Step 3: A chi-square is taken on these 18 values with 17 degrees of freedom giving a resulting p value.
p values above 0.999 are close to perfection. Can an RNG be too close to perfection too often? Yes, being too predictable. Under 0.001 is where definite problems usually occur. One test suite considers 300 zeroes to the right of the decimal as infinitesimally bad and 10-14 in a row as quite bad. Some consider 6 zeroes bad enough to qualify as a definite clear failure. Some, for the sake of safety, consider 1 or 2 zeroes enough and they are in error. So, instead of a single p value for a single set sometimes providing a p value below 0.01 for an excellent RNG, many sets of sessions are taken.
Step 4: The p values are fed to a 0-1.0 straight line Kolmogorov-Smirnov test. Different experts recommend the number of inputs to the K-S test to be from 10 to 1000. 100 is not quite enough. 200 is fine. 500 is slightly aggressive.
Here is pseudocode to obtain the K-S maximum difference:
The K-S answer is not a p value and should not exceed 0.115 for 200 p values. 0.03 to 0.08 is normal for a good RNG. 0.115 to 0.13 is suspect.
The K-S test is very simple It is also quite effective.
Shown above is a superior new Ordered Frequency Test. Any RNG which fails this test should not be tested further and immediately replaced. But, what next?

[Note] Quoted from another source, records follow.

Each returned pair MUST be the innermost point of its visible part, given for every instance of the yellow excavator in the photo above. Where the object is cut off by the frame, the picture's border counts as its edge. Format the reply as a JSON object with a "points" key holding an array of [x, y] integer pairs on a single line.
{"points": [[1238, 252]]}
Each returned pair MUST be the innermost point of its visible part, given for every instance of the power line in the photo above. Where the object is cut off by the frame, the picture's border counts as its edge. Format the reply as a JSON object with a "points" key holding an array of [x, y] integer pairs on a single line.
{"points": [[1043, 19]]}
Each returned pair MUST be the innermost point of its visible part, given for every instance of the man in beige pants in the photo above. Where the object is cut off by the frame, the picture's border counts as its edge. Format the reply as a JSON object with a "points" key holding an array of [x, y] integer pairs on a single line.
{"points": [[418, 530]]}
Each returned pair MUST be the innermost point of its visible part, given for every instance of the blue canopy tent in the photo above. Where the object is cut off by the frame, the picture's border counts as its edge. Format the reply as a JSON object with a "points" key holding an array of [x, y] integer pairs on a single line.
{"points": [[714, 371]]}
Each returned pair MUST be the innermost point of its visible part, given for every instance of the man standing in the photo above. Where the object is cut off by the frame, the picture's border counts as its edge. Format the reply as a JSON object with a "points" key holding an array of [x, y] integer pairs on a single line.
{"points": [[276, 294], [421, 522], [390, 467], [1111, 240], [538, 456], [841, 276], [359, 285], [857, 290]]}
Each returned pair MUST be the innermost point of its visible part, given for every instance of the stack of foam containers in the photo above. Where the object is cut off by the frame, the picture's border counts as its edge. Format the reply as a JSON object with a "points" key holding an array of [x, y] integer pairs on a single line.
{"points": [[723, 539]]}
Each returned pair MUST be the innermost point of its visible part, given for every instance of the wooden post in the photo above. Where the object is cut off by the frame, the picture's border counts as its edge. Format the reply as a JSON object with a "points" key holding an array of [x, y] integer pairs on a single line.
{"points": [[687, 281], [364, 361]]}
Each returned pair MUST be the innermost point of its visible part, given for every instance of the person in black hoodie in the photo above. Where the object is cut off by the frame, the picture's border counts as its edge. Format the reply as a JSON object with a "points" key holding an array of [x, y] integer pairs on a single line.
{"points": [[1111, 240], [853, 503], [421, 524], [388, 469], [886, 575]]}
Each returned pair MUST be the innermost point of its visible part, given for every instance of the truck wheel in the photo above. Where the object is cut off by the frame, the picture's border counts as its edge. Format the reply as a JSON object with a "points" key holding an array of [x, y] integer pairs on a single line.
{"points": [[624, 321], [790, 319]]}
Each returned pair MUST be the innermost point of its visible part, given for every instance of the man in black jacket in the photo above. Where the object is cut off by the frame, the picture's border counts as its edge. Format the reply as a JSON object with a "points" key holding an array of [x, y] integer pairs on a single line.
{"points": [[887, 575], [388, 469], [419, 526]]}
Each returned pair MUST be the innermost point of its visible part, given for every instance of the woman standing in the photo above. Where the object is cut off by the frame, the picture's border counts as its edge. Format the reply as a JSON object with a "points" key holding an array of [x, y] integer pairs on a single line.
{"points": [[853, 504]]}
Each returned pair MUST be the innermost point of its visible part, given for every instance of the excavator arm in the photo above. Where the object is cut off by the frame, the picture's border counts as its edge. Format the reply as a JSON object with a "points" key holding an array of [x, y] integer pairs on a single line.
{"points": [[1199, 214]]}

The OFTest does not subsume the LOR test. Recommended is the Length Of Runs test with sample size 200,000 with 15 degrees of freedom fed into the K-S test 200 times. (Note that the expected total of the smallest LOR bin for "more than j" is equal to the jth bin.)
And then what? For many games, these two tests are all you need. There are a propensity of choices from NIST, Diehard, Dieharder, Crusher. (Note: The Diehard Overlapping Sums test is both inferior and faulty, not a faithful interpretation of Marsaglia's original Fortran code.)
Results from a few RNGs with n=200.
LCG 134775813x + 1 mod 2^31 seed=11111: High bit: OFT KS: 0.0841 Pass. LOR KS: 0.04786 Pass. Monobit of first 200,000: -189 Pass. Bit 16: OFT KS: 0.5477 Fail. Monobit of first 200,000: 114 Pass. All bits from 0 to 15 fail the OFT, yet pass the Monobit test.
The oft maligned LCG Randu: 65539x + 0 mod 2^31 seed=11111:
High bit: OFT KS: 0.03567 LOR KS: 0.07709. Monobit of first 200,000: -165 Bit 18: OFT KS: 0.15143 Monobit of first 200,000: +204 All bits from 0 to 17 fail the OFT.
LCG 69069x + 1 mod 2^32 seed=11111: High bit: OFT KS: 0.05547 LOR KS: 0.0456 Monobit of 200,000: -290 Bit 17: OFT KS: 0.1467 Monobit of 200,000: -193 All bits from 0 to 13 fail the OFT.
LCG 3141592653x + 2718281829 mod 2^35 seed=11111: High bit: OFT KS: 0.02868 LOR KS: 0.06117 Monobit of 200,000: -69 Bit 16: OFT KS: 0.240 Monobit of 200,000: -13 All bits from 0 to 15 fail the OFT.
LCG 23x + 0 mod 2^27 seed=11111: High bit: OFT KS: 0.5368 Monobit of 200,000: -235 All bits fail the OFT.
Notice that the low bits of any and every LCG should be discarded from the returned result.
A note about 2^35: This is the minimum period and significance for any RNG because coin flips and craps runs and such things can happen 30 times in a row, but 35 just isn't expected to happen. A period of 2^32 is insufficient, too small for real life situations.